You can ‘test’ your seeds once you have removed them from storage. Place them in water. If they sink, they should be fine. However, if they float, it is more likely that they are bad seeds. You can still try to germinate, but there is a greater risk of producing poor-quality cannabis, or else the seeds fail to sprout. You can keep floaters in water for approximately 72 hours to see if they sprout a tail.
If you have old seeds not stored in ideal conditions, there are still a few ways to germinate them.
- Remove the hard ridge with a sharp knife.
- Soak the seeds in carbonated water with germination booster, fulvic acid, or hydrogen peroxide. Use room temperature water, and perform this pre-soak for at least 12 hours in a dark area.
- Scratch the tough outer shell with sandpaper.

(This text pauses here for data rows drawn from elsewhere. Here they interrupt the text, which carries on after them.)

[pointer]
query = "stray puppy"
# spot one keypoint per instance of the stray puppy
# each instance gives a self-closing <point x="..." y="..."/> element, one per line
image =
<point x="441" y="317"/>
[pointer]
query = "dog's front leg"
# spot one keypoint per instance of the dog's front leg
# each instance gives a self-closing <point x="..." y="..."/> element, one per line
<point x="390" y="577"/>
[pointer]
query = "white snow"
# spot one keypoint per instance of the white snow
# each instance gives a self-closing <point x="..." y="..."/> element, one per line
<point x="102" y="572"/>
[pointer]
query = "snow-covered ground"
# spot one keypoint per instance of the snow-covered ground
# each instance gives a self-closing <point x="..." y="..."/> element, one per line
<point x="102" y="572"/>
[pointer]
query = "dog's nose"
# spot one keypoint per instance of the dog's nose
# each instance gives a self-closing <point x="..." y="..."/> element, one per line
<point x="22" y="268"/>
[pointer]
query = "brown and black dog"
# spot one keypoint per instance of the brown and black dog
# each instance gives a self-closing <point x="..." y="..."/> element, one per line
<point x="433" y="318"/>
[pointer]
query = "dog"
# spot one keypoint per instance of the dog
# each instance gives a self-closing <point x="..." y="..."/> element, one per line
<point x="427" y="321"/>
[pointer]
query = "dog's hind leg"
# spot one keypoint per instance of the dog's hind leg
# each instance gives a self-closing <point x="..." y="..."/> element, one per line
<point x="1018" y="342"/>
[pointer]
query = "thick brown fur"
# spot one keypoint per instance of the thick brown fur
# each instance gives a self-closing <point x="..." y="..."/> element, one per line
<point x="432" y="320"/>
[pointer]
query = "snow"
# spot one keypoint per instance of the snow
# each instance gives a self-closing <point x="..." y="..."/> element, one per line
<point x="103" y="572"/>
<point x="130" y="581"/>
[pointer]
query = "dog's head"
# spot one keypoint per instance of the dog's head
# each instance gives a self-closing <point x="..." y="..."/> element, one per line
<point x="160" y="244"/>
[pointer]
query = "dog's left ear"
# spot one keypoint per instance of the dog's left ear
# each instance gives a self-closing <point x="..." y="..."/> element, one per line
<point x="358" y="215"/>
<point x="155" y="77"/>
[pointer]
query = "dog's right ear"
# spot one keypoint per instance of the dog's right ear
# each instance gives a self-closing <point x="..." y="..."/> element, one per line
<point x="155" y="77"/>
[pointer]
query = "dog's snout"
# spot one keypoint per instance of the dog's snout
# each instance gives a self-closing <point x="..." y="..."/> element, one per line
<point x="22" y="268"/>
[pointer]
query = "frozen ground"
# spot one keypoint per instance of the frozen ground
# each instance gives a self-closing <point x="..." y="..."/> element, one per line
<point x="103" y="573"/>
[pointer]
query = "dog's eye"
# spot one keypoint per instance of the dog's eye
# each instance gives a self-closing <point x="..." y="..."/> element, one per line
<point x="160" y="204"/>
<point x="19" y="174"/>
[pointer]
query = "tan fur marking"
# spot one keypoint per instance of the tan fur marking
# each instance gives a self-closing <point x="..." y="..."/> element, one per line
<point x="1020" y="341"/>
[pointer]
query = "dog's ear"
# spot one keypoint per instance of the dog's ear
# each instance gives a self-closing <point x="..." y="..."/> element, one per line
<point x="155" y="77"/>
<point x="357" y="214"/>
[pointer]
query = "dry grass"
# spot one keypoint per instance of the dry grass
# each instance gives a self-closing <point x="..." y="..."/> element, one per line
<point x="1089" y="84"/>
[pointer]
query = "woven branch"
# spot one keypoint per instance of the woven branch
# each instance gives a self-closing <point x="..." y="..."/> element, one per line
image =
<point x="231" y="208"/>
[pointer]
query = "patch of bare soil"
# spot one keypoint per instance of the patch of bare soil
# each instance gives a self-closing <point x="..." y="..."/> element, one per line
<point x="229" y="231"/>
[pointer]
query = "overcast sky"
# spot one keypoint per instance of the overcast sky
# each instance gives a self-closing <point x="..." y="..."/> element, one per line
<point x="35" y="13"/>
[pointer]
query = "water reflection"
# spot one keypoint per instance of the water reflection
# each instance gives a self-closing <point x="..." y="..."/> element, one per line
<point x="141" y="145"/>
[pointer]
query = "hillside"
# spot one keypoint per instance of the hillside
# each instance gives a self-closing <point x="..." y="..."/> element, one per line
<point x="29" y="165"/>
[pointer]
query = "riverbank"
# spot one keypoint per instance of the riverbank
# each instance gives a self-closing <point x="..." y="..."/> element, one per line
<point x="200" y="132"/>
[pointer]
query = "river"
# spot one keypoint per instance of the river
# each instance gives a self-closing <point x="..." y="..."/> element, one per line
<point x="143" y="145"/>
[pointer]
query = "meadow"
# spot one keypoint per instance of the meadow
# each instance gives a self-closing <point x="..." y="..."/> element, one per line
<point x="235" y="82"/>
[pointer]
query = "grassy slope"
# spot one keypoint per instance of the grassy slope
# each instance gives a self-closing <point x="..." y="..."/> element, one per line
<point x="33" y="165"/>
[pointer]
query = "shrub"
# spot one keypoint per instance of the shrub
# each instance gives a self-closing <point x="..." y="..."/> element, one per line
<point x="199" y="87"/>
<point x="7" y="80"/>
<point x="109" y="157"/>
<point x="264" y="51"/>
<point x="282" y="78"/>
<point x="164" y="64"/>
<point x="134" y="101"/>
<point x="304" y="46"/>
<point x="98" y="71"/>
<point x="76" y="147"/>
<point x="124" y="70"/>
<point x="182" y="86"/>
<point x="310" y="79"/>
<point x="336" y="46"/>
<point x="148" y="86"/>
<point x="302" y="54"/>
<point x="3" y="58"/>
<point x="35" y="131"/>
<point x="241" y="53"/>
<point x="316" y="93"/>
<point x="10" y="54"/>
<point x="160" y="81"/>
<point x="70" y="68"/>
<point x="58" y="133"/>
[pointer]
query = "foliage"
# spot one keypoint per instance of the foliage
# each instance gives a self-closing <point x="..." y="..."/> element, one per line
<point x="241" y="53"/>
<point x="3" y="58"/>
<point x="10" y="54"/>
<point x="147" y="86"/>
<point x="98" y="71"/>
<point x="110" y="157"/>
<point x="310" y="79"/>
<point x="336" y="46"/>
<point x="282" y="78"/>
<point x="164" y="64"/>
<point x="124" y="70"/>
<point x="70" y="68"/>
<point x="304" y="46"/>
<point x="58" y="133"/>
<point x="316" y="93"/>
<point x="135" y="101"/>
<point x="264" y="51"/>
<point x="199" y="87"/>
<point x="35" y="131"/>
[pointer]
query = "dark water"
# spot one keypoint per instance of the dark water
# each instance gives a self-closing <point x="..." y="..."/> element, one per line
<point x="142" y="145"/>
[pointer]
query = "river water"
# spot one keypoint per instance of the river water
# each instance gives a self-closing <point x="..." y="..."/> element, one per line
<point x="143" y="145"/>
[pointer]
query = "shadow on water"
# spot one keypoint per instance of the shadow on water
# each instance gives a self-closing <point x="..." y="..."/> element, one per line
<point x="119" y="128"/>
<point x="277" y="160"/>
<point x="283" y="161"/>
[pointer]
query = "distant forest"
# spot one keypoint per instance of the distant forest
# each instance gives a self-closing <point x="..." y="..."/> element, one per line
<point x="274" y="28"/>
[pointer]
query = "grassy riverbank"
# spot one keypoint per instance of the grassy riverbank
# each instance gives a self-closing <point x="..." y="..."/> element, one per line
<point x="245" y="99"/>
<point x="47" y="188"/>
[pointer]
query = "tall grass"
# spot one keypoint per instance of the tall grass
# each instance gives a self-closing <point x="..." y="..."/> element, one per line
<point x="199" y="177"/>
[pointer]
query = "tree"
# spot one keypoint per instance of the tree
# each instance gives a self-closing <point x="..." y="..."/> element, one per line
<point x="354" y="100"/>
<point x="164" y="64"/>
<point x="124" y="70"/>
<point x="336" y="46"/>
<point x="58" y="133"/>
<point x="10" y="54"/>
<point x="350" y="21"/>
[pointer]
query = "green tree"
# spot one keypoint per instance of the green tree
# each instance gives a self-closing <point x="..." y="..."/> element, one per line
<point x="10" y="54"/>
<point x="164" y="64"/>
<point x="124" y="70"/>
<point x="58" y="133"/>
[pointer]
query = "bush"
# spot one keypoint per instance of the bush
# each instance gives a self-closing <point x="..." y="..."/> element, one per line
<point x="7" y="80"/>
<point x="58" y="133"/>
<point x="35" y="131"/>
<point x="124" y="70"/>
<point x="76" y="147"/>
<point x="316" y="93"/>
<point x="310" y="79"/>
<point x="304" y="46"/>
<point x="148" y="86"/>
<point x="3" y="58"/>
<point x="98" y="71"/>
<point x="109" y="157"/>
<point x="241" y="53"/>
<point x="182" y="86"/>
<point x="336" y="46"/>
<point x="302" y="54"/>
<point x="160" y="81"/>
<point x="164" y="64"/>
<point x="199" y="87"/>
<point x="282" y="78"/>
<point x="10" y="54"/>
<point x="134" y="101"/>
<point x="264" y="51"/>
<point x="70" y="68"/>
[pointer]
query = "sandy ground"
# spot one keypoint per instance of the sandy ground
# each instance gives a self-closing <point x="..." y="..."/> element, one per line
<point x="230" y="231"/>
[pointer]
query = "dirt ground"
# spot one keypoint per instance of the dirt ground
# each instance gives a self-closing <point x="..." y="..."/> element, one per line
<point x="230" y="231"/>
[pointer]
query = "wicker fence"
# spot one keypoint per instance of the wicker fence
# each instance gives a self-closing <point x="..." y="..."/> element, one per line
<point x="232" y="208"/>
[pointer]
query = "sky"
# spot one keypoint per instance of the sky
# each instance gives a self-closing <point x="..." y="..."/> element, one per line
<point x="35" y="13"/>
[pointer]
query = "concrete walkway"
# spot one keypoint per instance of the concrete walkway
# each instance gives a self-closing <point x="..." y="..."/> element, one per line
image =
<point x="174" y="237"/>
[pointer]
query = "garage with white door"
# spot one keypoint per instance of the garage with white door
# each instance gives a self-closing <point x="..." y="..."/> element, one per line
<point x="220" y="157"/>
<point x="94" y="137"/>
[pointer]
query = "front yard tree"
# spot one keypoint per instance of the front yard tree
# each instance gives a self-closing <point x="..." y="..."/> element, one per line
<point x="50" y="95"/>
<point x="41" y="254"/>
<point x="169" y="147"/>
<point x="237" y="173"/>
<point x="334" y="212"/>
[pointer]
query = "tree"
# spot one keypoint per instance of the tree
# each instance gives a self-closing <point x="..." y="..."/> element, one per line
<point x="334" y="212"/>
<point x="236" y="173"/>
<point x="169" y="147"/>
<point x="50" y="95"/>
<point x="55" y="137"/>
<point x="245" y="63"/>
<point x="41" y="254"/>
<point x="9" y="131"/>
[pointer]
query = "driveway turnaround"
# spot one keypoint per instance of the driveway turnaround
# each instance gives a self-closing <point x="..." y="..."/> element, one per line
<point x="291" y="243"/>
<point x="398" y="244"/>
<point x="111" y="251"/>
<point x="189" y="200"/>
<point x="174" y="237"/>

Believe it or not, this process could help warmth and moisture get inside. This process is called ‘scarring’ and should happen before you soak the seeds.
- Make a small cut into the shell as a last-ditch attempt to get it to sprout.
Final Thoughts on Storing and Preserving Cannabis Seeds
If you purchase marijuana seeds and intend to use them almost immediately, you should have no issues. Even so, it is probably best to keep them away from direct light. In the short-term, a dark cupboard is sufficient as long as the temperature and humidity are reasonable.
Once the goal is to store cannabis seeds for months rather than days or weeks, everything changes. You need an airtight container, which you should store in a fridge. Include a vacuum-sealed container if you plan to store the seeds for several months or longer.
When storing cannabis seeds, you must ensure they are not exposed to germination conditions. This means keeping them away from direct light. Also, store in 20-30% humidity (8-10% for long-term storage) and a cool temperature. Keep the environment clean to avoid pests, and consider the tips above for germinating old seeds.